Dark Pools Under Scrutiny from Securities Regulators

The U.K. Financial Conduct Authority (FCA) is going to shine the light on dark pools, according to the USA Today. The FCA will begin investigating dark pool conflicts of interest as one of its priorities over the next year, according to an announcement of its 2015-2016 priorities. This story was also covered by Bloomberg.

Dark pools seem to increasingly be the target of examinations by securities regulators and are ripe for whistleblower tips. Last summer, SEC Chair Mary Jo White expressed concern about the lack of transparency in dark pools in a speech. At that time, White said the SEC would work with the Financial Industry Regulatory Authority (FINRA) to expand disclosures by dark pools and consider requiring brokers to disclose routing decisions of large orders for institutional clients.

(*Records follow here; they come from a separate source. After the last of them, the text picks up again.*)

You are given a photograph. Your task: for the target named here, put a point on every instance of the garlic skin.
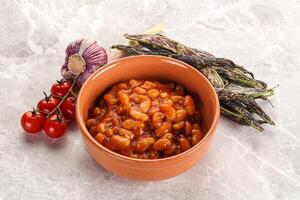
(84, 57)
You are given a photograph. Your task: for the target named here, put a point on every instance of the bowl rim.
(84, 131)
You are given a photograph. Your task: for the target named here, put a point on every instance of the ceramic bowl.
(154, 68)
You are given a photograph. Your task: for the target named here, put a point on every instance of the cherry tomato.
(68, 108)
(32, 121)
(47, 104)
(55, 126)
(61, 88)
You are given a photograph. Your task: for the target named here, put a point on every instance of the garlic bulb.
(84, 57)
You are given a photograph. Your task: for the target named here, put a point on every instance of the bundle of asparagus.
(236, 87)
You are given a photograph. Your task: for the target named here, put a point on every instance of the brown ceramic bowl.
(148, 67)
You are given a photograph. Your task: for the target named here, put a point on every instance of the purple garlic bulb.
(84, 57)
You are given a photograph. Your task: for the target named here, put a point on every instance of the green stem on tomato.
(74, 95)
(64, 98)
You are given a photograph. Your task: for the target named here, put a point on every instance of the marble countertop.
(262, 35)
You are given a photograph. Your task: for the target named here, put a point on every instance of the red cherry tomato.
(68, 108)
(47, 104)
(61, 88)
(32, 121)
(55, 126)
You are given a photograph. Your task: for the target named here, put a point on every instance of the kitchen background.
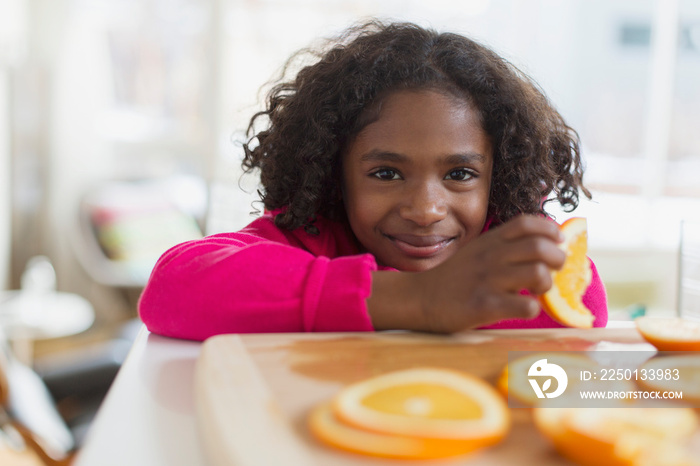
(119, 123)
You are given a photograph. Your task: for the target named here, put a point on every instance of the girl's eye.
(460, 174)
(386, 174)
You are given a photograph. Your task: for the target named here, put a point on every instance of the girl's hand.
(478, 285)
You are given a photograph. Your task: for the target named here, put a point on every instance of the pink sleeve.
(225, 284)
(594, 299)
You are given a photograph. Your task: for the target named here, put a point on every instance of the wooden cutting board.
(253, 392)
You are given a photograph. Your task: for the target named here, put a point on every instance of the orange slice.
(514, 379)
(619, 436)
(672, 374)
(328, 428)
(563, 301)
(670, 333)
(414, 413)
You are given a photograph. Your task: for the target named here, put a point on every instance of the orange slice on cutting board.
(619, 436)
(679, 373)
(415, 413)
(563, 301)
(670, 333)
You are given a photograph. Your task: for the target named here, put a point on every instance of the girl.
(404, 179)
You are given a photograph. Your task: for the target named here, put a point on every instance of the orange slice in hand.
(414, 413)
(670, 333)
(672, 374)
(619, 436)
(563, 301)
(514, 379)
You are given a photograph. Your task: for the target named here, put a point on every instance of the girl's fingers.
(509, 306)
(529, 225)
(533, 249)
(533, 277)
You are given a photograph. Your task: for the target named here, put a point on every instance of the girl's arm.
(235, 283)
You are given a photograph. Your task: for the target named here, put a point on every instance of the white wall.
(4, 180)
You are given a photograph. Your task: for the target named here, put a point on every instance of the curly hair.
(310, 118)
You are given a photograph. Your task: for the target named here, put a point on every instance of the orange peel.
(670, 333)
(631, 436)
(562, 302)
(413, 413)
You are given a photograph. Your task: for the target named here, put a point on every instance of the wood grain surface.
(253, 392)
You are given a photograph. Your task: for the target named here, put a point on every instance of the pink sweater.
(264, 279)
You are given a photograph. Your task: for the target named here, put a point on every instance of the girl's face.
(416, 180)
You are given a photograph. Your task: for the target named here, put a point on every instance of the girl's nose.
(424, 205)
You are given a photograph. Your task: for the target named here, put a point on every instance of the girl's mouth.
(420, 246)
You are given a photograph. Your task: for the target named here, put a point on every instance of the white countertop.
(148, 416)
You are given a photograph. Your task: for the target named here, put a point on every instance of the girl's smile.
(416, 180)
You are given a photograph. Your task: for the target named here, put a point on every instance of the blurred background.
(119, 122)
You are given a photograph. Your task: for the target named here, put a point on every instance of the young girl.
(405, 175)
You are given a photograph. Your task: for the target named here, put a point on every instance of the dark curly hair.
(310, 118)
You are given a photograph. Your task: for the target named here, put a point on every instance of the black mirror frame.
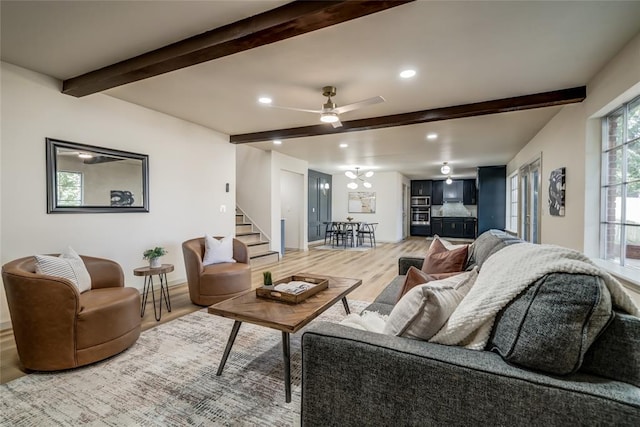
(52, 207)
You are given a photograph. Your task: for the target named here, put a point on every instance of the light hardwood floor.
(375, 267)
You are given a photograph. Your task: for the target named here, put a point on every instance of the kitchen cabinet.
(437, 188)
(452, 227)
(436, 226)
(421, 188)
(469, 193)
(469, 227)
(492, 199)
(420, 230)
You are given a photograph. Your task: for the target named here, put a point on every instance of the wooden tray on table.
(309, 285)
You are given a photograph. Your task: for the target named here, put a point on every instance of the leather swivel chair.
(215, 282)
(56, 327)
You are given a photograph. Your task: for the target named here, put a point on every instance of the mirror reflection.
(84, 178)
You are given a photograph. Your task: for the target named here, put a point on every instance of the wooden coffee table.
(288, 318)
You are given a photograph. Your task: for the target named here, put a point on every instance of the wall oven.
(420, 201)
(420, 215)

The SEC has also issued several fines against dark pool operators over the last year. Last summer, the SEC fined Liquidnet $2 million for allowing a separate business unit to improperly use the confidential information from its products for marketing purposes. In January, they also fined UBS $14.5 million for accepting trade orders at its dark pool in increments under a penny.

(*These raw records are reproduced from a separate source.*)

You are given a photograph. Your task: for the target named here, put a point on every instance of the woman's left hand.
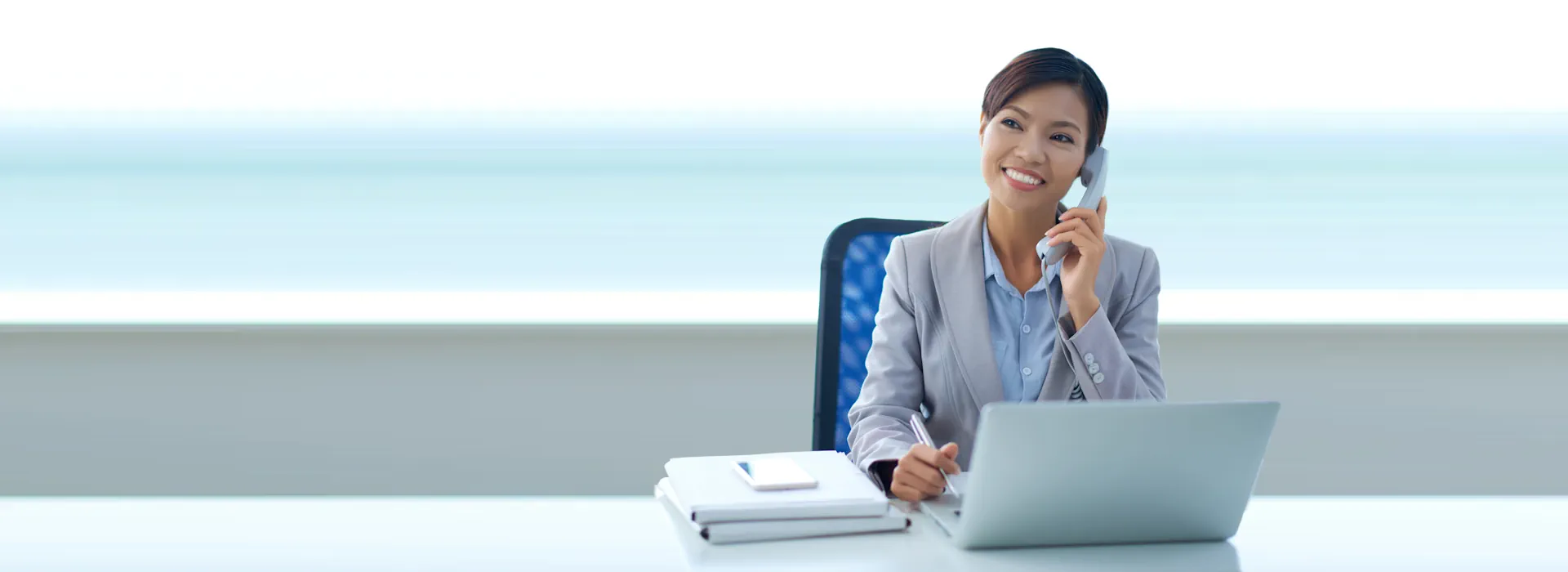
(1085, 229)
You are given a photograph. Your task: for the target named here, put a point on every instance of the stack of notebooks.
(719, 505)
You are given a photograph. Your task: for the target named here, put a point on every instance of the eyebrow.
(1058, 123)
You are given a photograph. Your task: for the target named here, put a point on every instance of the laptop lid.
(1104, 472)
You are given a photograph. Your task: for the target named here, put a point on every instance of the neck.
(1015, 234)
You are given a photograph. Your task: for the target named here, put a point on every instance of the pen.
(925, 438)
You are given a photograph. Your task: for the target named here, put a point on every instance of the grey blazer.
(932, 343)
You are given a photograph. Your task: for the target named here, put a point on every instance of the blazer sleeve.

New York State has launched its own investigation into the operations of dark pools run by at least a half dozen investment banks. Goldman Sachs, Morgan Stanley, Credit Suisse, Deutsche Bank and UBS are some of the names that were mentioned in a Wall Street Journal article last year.

New York Attorney General Eric Schneiderman also filed a lawsuit against Barclays for misleading investors and violating the Martin Act last year. The lawsuit claims that Barclays made various material misrepresentations to its customers regarding order flow and the operation of its dark pool. It survived a motion to dismiss in February of this year.

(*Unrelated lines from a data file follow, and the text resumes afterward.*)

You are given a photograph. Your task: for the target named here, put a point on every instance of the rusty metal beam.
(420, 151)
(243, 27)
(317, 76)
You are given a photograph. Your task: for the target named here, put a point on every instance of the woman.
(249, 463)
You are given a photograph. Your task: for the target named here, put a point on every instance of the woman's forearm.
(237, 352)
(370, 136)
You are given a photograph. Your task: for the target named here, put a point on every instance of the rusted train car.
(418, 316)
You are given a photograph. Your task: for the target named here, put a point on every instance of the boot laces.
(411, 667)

With at least three government agencies around the world looking at practices in this industry, it could be safe to say that it is right up there with high frequency trading as a potential source of future enforcement actions by regulators.

For those that aren’t familiar with them, a dark pool is an off-exchange forum for anonymous transactions in securities. They have been used across various securities, including stocks, the foreign exchange market and fixed income bonds. Dark pools started in the late 1980s in order to provide a place to transact larger orders in securities without the pricing impact of posting on a public exchange. Activity in these forums was still a small percentage of trades as late as 2005, when they accounted for less than 5 percent of total trading. However, estimates put the number as high as 12 percent in 2012. Subsequently, there has been more and more interest in executing trades off the public exchanges. In 2014, approximately 40 percent of US stock trades did not happen on a public exchange.